C’est cette asymétrie irrationnelle qui fausse évidemment le débat politique sur la question migratoire.
Mais au-delà de l’injustice médiatique et politique délibérée, il faut questionner, pour tenter d’y remédier, les causes secrètes de l’asymétrie.
On trouve la réponse dans la chronique que je publiais dans ces mêmes colonnes la semaine dernière et que je consacrais à la sortie présidentielle sur «le mâle blanc». Je constatais que l’expression raciale triviale utilisée par Emmanuel Macron pour dénier désormais à l’occidental des banlieues une compétence totale pour gérer les quartiers n’était médiatiquement admissible que parce que négative. J’exposais que le président n’aurait pas utilisé cette locution chromatique pour saluer par exemple un exploit sportif…
Il en est de même cette semaine, symétriquement, pour un migrant malien. Il est loisible de le féliciter d’un exploit tout en mettant en avant son origine et son statut. En revanche, toute critique négative de celui que l’on oserait nommer «mâle noir» relèverait de l’intolérable transgression.
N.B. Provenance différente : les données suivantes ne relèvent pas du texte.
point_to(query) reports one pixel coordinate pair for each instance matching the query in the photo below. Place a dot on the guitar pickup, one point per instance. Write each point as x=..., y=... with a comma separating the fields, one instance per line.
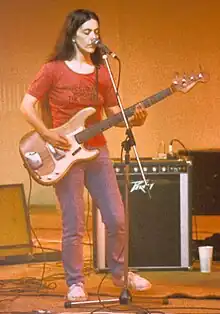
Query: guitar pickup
x=56, y=152
x=34, y=160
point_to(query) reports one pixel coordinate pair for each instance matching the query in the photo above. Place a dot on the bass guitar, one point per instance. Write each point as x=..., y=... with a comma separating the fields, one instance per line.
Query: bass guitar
x=47, y=164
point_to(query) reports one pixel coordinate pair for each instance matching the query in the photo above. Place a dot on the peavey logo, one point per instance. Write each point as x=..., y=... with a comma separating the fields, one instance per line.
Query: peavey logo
x=141, y=186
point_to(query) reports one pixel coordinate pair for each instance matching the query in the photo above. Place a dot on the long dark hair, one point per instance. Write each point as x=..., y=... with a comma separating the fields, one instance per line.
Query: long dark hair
x=64, y=48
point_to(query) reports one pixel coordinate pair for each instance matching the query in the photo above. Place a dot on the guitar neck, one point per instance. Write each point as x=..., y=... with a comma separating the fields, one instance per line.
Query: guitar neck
x=106, y=124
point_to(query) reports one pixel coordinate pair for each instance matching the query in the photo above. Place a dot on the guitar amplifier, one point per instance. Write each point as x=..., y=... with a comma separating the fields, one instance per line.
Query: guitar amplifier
x=160, y=227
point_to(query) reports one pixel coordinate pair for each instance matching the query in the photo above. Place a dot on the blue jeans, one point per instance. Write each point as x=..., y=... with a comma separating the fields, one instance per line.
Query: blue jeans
x=99, y=178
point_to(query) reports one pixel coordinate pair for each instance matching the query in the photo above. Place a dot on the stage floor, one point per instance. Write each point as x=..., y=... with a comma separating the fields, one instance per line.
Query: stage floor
x=28, y=287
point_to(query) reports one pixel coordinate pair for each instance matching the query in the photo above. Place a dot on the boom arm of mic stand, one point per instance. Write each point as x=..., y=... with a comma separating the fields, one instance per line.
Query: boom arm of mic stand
x=128, y=131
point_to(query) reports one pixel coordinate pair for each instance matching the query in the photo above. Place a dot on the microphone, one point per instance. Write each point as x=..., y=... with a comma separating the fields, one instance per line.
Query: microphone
x=104, y=48
x=170, y=148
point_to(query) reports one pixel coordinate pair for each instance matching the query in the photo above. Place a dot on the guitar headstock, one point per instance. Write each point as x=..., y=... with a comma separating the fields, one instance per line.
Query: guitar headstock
x=186, y=82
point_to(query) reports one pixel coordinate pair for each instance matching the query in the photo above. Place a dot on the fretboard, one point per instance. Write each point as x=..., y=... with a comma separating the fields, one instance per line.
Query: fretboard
x=106, y=124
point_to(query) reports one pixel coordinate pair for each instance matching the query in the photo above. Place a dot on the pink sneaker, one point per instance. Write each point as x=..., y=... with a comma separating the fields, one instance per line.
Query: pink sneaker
x=77, y=293
x=135, y=282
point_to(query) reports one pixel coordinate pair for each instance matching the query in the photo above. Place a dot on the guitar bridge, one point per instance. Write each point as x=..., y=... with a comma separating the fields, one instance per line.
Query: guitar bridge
x=56, y=152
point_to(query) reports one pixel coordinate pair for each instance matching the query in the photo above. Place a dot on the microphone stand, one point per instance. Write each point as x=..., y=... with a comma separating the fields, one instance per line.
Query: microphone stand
x=125, y=296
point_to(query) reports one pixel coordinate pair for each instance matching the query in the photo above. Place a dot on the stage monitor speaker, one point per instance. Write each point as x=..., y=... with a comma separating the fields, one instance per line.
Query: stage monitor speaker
x=160, y=227
x=15, y=235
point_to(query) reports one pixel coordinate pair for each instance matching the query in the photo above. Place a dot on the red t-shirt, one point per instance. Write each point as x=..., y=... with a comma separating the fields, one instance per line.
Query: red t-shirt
x=70, y=92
On aura compris, ou tout au moins, ceux qui veulent comprendre, que tant que le débat politique sur la question migratoire sera pollué par l’obsession raciale issue d’un antiracisme devenu fou pour cause de racisme culpabilisateur anti-occidental, il n’y a aucune chance que la France puisse conjurer ce danger existentiel qui la guette et la hante.